At the core of that antagonism is Ken’s deep and profound insecurity. Ken’s existence, his destiny, is to be “and Ken” to Prime!Barbie, secondary to her. Since Barbie—as the idealization of a certain idea of liberated womanhood—doesn’t need him the way that he needs her, he lives in a perpetual existential crisis in which he has no real job or purpose other than an  exaggeratedly asymmetrical relationship. It’s precisely this lack of security in his identity that leaves him open to being brain-poisoned by patriarchy, and he even ultimately admits that he got carried away and that what he really wanted to get into wasn’t phallocentric government so much as horses (it makes sense in context … sort of). There was no way that a movie like this one wasn’t going to end up on the radar of all the expected grifter outrage manufacturing machine mouthpieces, but the ones who can’t stop blathering on and on about film’s “woke” agenda with the fury of a man who’s mad that his wife put the cookies on a shelf he can’t reach; they’re really tattling on themselves with this outing, even more than usual. It takes a truly deep level of self-doubt and an utter dearth of self-reflection to take a look at this movie, which is about how sad, unfulfilled men unsuccessfully try to fill that void inside with toxic masculinity and be like “This is a movie that attacks me personally.” Do you not even see how much you’re showing your whole ass with that, bro? The Kens aren’t even doing the things that are violent, just the things that are annoying, like keeping a slovenly house, favoring patent leather couches, and mansplaining The Godfather. They’re not trying to entrap women through emotionally manipulative therapy lingo, or being shitty to their pregnant wife while she begs to be allowed to leave the house without administering veterinary medicine that she’s medically forbidden to handle, or isolating a woman with the intent to do harm. Don’t be like that. Just have a “brewski-beer” and teach yourself how to play a Matchbox Twenty song or two and let this one float past you in the stream, man. 
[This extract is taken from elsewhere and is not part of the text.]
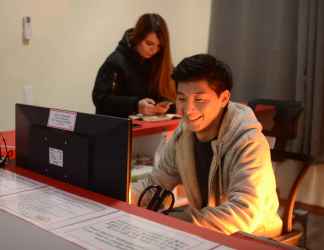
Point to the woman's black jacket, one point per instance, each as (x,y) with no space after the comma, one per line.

In this case, the MST3k mantra applies on a couple of levels. Remember, this is just a movie, and you should just relax, both in any attempts to make this light, effervescent, bubblegum movie into another wedge in the culture war, and in the more traditional sense of letting go of the urge to try to figure out the exact limits of the film’s internal logic. It’s not what anyone is here for. This is an aesthetic experience just as much as (if not more than) it is a narrative one, and that’s what art is, baby. Just have a good time.